Finland’s Veritas Pension Insurance has announced “excellent” first-quarter returns of 5.5% from its investment portfolio – worth €2.6bn as at 31 December 2014 – chiefly because of its listed equity performance.
The pensions insurer said that while the return on the whole equity portfolio was 11.9%, listed stocks returned 14.3% over the three months to 31 March 2015.
The overall equity return was a reflection of equity markets performing especially well in Europe, it added.
Nina Bergring, the company’s CIO, said: “The market’s trust in the recovery of the European economy strengthened clearly in response to the launch of the quantitative easing programme by the European Central Bank at the start of the year.”
She added: “In Europe, share prices rose significantly more than in other markets, and overall interest rates fell to a record low level.
“The interest rates on German government bonds are currently negative for maturities of up to eight years, and the rate on 10-year bonds is also approaching zero.”
The fall in interest rate levels helped Veritas achieve a 2.6% return from its fixed income allocation.
However, Bergring said the pursuit of higher yields meant increased risk-taking.
She said actions by central banks had increased liquidity in the market, which had the effect of forcing long-term investors to shift from safe asset classes to riskier investments in the hope of returns.

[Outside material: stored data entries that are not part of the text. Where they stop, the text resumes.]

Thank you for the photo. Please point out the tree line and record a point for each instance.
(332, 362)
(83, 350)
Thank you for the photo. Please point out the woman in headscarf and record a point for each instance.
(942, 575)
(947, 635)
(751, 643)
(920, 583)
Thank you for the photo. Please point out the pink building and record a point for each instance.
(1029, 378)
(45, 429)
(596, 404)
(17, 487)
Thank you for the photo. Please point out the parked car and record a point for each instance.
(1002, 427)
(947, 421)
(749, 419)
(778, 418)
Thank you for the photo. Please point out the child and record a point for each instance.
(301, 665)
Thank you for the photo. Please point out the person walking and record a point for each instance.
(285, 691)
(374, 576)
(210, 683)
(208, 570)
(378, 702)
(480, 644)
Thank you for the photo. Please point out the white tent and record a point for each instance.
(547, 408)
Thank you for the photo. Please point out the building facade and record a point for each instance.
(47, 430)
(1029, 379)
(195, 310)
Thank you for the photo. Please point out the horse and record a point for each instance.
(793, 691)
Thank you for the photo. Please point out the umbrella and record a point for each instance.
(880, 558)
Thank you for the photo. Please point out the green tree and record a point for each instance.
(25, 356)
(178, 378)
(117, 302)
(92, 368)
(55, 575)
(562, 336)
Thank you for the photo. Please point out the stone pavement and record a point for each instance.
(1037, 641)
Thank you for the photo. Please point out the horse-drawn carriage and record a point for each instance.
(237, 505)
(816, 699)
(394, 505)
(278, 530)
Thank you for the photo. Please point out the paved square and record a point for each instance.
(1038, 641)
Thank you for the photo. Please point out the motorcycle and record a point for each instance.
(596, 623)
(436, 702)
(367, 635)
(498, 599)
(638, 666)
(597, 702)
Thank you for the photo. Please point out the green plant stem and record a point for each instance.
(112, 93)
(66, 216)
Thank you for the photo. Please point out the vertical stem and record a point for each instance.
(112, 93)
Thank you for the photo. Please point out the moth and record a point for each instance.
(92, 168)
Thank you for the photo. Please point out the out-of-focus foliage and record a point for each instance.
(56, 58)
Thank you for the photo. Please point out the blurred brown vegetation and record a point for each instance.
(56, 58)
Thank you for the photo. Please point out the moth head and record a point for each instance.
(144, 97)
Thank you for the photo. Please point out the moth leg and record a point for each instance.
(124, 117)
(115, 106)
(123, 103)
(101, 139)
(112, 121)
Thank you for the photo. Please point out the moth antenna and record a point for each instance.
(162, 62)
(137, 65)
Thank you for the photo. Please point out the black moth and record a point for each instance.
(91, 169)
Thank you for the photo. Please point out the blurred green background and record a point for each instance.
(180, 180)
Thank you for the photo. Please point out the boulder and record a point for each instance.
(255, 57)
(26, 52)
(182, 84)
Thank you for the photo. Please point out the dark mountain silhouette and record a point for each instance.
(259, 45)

“The problem for long-term investors is no longer just low yield expectations for medium-term investments but also the fact that, from this point on, the advantages of diversification that have in the past helped to secure the portfolio are likely to be almost non-existent,” she added.
Turning to the immediate future, Bergring warned that the return for the rest of the year would be affected at the very least by the situation in Greece, and by future liquidity measures taken by the US Federal Reserve Bank.
She also drew attention to the slowdown in China’s economy, which continued during the first quarter of the year.
Bergring said a question mark remained over how skilfully the Chinese government would manage the deceleration.
Meanwhile, Veritas’s solvency strengthened throughout the quarter, with solvency capital equal to 33.6% of technical provisions as at 31 March.
Solvency capital is now 2.5 times the solvency limit.